Rocket League Can Be America’s Secret Gateway To Soccer

Football (or, soccer) is the biggest sport on Earth. Everyone plays it, everyone gets it, everyone loves it. Everyone, that is, except for Americans.

That’s a gross generalisation, of course. I know plenty of Americans who love football, and plenty of Europeans or Latin Americans who don’t. But if we’re being general, then my opening statement holds: a sport that dominates the rest of the world is a second- or even third-tier form of entertainment in the US.

And that’s cool! I’m not here to tell you you’re wrong. Basketball, (American) Football, Baseball and Hockey all offer their own thing, and are all tied into the fabric of American culture. Football, with its slower pace, low scores, ambiguous play and *gasp* ties, is seen by many as something foreign, the antithesis to the big hits, bright lights and loud noises of the NFL or NBA.

Unsurprisingly, the same goes for video games! EA Sports’ FIFA series is regularly one of the biggest-selling games on the planet, moving over 10 million copies a year, yet its popularity is strongest in places like Europe; in the US, it barely registers interest over the hype for competitors like Madden and NBA2K.

And that’s assuming you even play sports video games at all. While they sell millions, sports titles are often derided by other “gamers”, sometimes for the fact they’re perceived as lazy cash-ins, sometimes for the fact those doing the deriding don’t have any interest in actual sports.

Yet over the past few weeks, I’ve seen something weird happening. I’ve seen a little video game come out of nowhere to become the hottest thing on both PC and PlayStation 4. And that video game is secretly preparing Americans to not just love football, but understand it.

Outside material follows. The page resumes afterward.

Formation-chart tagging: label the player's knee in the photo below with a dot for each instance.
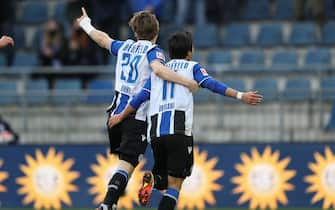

You might think, um, that’s obvious. The whole point of Rocket League is that it’s football, with cars. But digging a little deeper, the way I continually see Rocket League being played mirrors the way actual football players develop, and the the way players are adapting and learning in Rocket League is teaching them to be better football players.

I covered this briefly in my beginner’s tips for Rocket League, but you should know that a lot of those tips — making space, crossing, getting back and defending, anticipating the movement of the ball — are taken straight from a coach’s handbook (literally, I used to coach kid’s football). And a lot of the mistakes rookie players make — bunching up, shambling after the ball, not being aware of the space around them — are the same ones kids make as they’re learning the actual sport.

Maybe you know this already, and that’s awesome. But I suspect a lot of people don’t. That they’re out there every day/night, honing their skills, developing strategies that will help them get an edge on their opponents, all the while oblivious to the fact that a sport which might once have seemed foreign to them suddenly makes a lot more sense.

Rocket League’s design helps with this. It incentivizes players to play football the way it’s meant to be played. That’s why you get points for clearing a ball away from the goal when it’s in danger, or crossing it in from the flanks to the centre. Those kind of moves might not make sense if your first instinct is to just get the ball and move, but trust the sport and trust the developers: that’s how this works, and it’s the best way.

So the next time you’re cycling through channels and see an MLS or Premier League game on TV, instead of flicking right past it, maybe give it a second. After playing some Rocket League, and learning some of the underlying tactics and strategies behind football, you might actually have a better understanding of what’s going on with a sport that once may have seemed completely alien to you. And who knows, hell, you might even start to enjoy it.

Just don’t go expecting someone to run up a wall and jet boost into the air.